Age Verification isn't a technical problem to solve.
-
@dalias @edwiebe @divVerent @Em0nM4stodon
while that's true, it is possible to make such an attestation without destroying privacy (see https://soatok.blog/2025/07/31/age-verification-doesnt-need-to-be-a-privacy-footgun/).
however, even if you do that, it'll still be morally wrong in most cases.and also, corporations are deliberately not going for the private solution, and governments are shifting the blame to users. the Czech government recently admitted social media is already illegal for teens (due to privacy laws), but they want new laws anyway.
@Yuvalne @edwiebe @divVerent @Em0nM4stodon No, it is not possible. The ZPK bs is privacy-washing designed to bamboozle policy makers and privacy activists who don't understand math. Either it doesn't actually verify age (I can setup a proxy to hand out age proof verification tokens to anyone who wants them using my identity; I would absolutely do that if it were cryptographically safe) or something exposes to the token providing authority that I'm doing this and allows detection that someone else used my identity (thereby violating my privacy).
-
Age verification doesn't take away anyone's Rights. That's nonsense. No one on Earth has a Right to Use the Internet Anonymously.
@edwiebe @RandomDamage @divVerent @Em0nM4stodon Um, yes we do.
-
@edwiebe @RandomDamage @divVerent @Em0nM4stodon Um, yes we do.
@dalias @RandomDamage @divVerent @Em0nM4stodon
You don't understand what a "Right" is.
-
@edwiebe @RandomDamage @divVerent @Em0nM4stodon Um, yes we do.
@edwiebe @RandomDamage @divVerent @Em0nM4stodon "No one on Earth has a Right to Use the Internet Anonymously" is a manipulative, pro-fascist way of saying "no one who can't safely identity themselves has the right to use the internet".
-
@edwiebe @RandomDamage @divVerent @Em0nM4stodon "No one on Earth has a Right to Use the Internet Anonymously" is a manipulative, pro-fascist way of saying "no one who can't safely identity themselves has the right to use the internet".
@dalias @RandomDamage @divVerent @Em0nM4stodon
There's no reasonable way to respond to that.
-
@Yuvalne @edwiebe @divVerent @Em0nM4stodon No, it is not possible. The ZPK bs is privacy-washing designed to bamboozle policy makers and privacy activists who don't understand math. Either it doesn't actually verify age (I can setup a proxy to hand out age proof verification tokens to anyone who wants them using my identity; I would absolutely do that if it were cryptographically safe) or something exposes to the token providing authority that I'm doing this and allows detection that someone else used my identity (thereby violating my privacy).
@dalias@hachyderm.io @Yuvalne@433.world @edwiebe@mstdn.ca @Em0nM4stodon@infosec.exchange Precisely - also as I described.
The one way around that would be storing the secret for the ZKP in a TPM.
Yeah, right, with that you can still run your own proxy and provide the ZKP for someone else.
But it is possible to then also use some forms of remote attestation so this doesn't work. Like, yeah, you can forward the ZKP, but then only you can decrypt the connection and not your "customer", as the decryption key is in your TPM and can't get out.

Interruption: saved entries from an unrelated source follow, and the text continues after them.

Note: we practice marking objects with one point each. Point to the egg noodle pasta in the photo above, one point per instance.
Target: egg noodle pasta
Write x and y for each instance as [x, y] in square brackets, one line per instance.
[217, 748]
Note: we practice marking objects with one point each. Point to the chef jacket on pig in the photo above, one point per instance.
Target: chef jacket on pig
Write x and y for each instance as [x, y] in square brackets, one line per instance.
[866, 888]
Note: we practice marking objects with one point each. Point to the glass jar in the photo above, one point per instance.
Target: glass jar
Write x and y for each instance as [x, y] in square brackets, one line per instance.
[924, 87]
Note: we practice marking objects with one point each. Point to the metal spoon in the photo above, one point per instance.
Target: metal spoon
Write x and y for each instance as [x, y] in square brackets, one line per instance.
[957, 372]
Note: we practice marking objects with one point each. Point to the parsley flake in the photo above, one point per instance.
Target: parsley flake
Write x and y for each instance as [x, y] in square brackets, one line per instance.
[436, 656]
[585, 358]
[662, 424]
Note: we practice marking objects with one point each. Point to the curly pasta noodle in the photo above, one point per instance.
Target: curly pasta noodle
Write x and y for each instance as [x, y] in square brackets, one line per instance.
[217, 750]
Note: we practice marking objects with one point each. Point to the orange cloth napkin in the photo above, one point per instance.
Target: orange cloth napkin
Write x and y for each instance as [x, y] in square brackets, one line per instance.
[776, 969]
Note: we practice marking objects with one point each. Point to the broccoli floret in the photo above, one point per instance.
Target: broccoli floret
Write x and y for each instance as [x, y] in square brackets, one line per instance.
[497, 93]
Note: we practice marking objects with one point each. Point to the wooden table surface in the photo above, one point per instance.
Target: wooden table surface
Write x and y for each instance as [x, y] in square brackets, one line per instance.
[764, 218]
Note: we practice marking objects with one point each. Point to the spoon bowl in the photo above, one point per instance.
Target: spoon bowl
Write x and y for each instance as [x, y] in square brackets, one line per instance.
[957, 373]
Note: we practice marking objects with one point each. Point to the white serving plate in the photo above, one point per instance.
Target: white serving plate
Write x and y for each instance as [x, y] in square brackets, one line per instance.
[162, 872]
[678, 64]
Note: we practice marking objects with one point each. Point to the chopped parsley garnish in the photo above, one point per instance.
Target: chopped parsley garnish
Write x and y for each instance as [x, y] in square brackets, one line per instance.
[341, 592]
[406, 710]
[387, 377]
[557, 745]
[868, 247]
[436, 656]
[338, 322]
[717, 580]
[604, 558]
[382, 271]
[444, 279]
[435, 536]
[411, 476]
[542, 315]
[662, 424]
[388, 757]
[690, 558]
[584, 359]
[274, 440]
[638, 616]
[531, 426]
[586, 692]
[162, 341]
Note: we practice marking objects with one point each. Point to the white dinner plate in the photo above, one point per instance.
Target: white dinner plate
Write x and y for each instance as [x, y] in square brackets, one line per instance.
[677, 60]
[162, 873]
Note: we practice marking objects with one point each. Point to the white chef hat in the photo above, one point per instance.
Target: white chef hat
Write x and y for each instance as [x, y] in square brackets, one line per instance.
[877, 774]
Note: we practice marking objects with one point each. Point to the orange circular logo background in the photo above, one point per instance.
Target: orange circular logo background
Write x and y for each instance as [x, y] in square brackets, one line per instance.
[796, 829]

Despite all that, in worst case you can run a web browser in a VNC session for others to use, with your age claim. Nothing can prevent that - other than the ZKP not being actually ZK.
And that, indeed, is why ZKP aren't gonna happen for this. Even if they're cryptographically ZK, they'll end up signing more than just the age - at which point it's a privacy violation again and also no stronger than merely claiming your age in the first place. -
@dalias @RandomDamage @divVerent @Em0nM4stodon
There's no reasonable way to respond to that.
@edwiebe @RandomDamage @divVerent @Em0nM4stodon Sure there is. By apologizing and admitting you've been posed on the wrong side of this by people who don't have yours, my, or any vulnerable people's best wishes at heart.
-
@dalias @RandomDamage @divVerent @Em0nM4stodon
You don't understand what a "Right" is.
@edwiebe@mstdn.ca @dalias@hachyderm.io @RandomDamage@infosec.exchange @Em0nM4stodon@infosec.exchange There is no right to use the internet at all, and as such there is no right to use it in any specific way either, sure.
However there is a right to participate in political discourse. It is the right to free speech. And this right must be ensured.
The safest way to ensure this right actually can be enjoyed by the people is to permit anonymity. -
@edwiebe@mstdn.ca @dalias@hachyderm.io @RandomDamage@infosec.exchange @Em0nM4stodon@infosec.exchange There is no right to use the internet at all, and as such there is no right to use it in any specific way either, sure.
However there is a right to participate in political discourse. It is the right to free speech. And this right must be ensured.
The safest way to ensure this right actually can be enjoyed by the people is to permit anonymity.@divVerent @RandomDamage @Em0nM4stodon @edwiebe There is a right to participate in public life and discourse, to speech and assembly in the venues that exist in the society you live in. To movement within the spaces that life happens in.
-
@dalias@hachyderm.io @Yuvalne@433.world @edwiebe@mstdn.ca @Em0nM4stodon@infosec.exchange Precisely - also as I described.
The one way around that would be storing the secret for the ZKP in a TPM.
Yeah, right, with that you can still run your own proxy and provide the ZKP for someone else.
But it is possible to then also use some forms of remote attestation so this doesn't work. Like, yeah, you can forward the ZKP, but then only you can decrypt the connection and not your "customer", as the decryption key is in your TPM and can't get out.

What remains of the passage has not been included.